Making them from the Manischevitz Mix always works better for me than from scratch. It's the only way I've gotten GIANT fluffy balls.
posted by chelseagirl at 8:50 AM on October 7, 2010 [1 favorite]

My trick has always been to separate the eggs, stiffen the whites and then fold the maztoh (mixed with everything else) into it.
posted by cestmoi15 at 9:09 AM on October 7, 2010

No, definitely don't cook them in the soup! That's a surefire way to end up with dense balls, and probably the only thing you're doing wrong. You want to cook them in boiling, salted water, then plop them into the soup after they've already cooked and puffed up.
posted by booknerd at 9:12 AM on October 7, 2010 [1 favorite]

I wouldn't rest them more than half an hour or so, personally.
posted by leahwrenn at 9:27 AM on October 7, 2010

Think of matzo balls like muffins and mix them as such -- first all the wet ingredients (and try using seltzer instead of stock or water). Then the matzo meal. Only stir as much as is needed to wet all the matzo meal. Put it in the fridge, covered tightly in cling, for at least an hour.

I cook mine in the soup and I've never had a problem; my diners consistently comment on the light, fluffy texture of my matzo balls, even when I split the matzo meal half regular and half high fiber/whole wheat.
posted by shamash at 9:49 AM on October 7, 2010

Also, the water you put the matzo balls in should be boiling fast, and they should be in there (covered) for 40 minutes or so; you might be undercooking them. I keep the heat at medium-high or so, and let them boil.
posted by shamash at 9:51 AM on October 7, 2010

My great-great aunt, whose canasta game I have just interrupted, says OY, SELTZER! And do not cook them in the soup, boil them separately! Or she will be very disappointed in you.
posted by elizardbits at 10:05 AM on October 7, 2010

Cook them in water not soup and use lots and lots of it. Keep the pot covered. They don't need a vigorous boil but a very low simmer is too low. I think they taste better with butter (I know...) and yes they will come out light and fluffy.
posted by caddis at 10:29 AM on October 7, 2010

Best answer: This video is great and seconds a lot of the advise already mentioned.
posted by annaramma at 10:29 AM on October 7, 2010 [1 favorite]

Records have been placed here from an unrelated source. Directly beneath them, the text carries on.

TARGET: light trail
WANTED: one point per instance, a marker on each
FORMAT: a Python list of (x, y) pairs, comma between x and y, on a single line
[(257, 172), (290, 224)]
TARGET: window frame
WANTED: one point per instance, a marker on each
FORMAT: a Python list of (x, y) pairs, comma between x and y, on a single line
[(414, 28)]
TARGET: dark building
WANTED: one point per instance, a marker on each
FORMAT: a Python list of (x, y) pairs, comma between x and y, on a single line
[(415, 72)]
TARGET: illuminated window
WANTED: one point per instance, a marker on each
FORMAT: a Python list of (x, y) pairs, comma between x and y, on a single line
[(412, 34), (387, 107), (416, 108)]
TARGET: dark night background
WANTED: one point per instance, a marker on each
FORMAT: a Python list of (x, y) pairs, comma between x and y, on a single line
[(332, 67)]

Hm. We make ours with schmaltz and stock, mix only enough to mingle the ingredients to a wet slush, let rest for at least 30min but no more than an hour, and cook in the giant stockpot of soup and they turn out delectably fluffy.

Maybe we'll try some of these other things next time (egg white whipping, seltzer, cooking in separate boiling water) and see if they reach some sort of transcendent form!
posted by batmonkey at 10:36 AM on October 7, 2010

Your matzah balls are perfect the way they are. You should need a knife and fork to eat a matzah ball that SHOULD sink to the bottom.
posted by atomicstone at 12:32 PM on October 7, 2010

poor atomicstone- clearly her mom (or perhaps her bubbe) lied to her!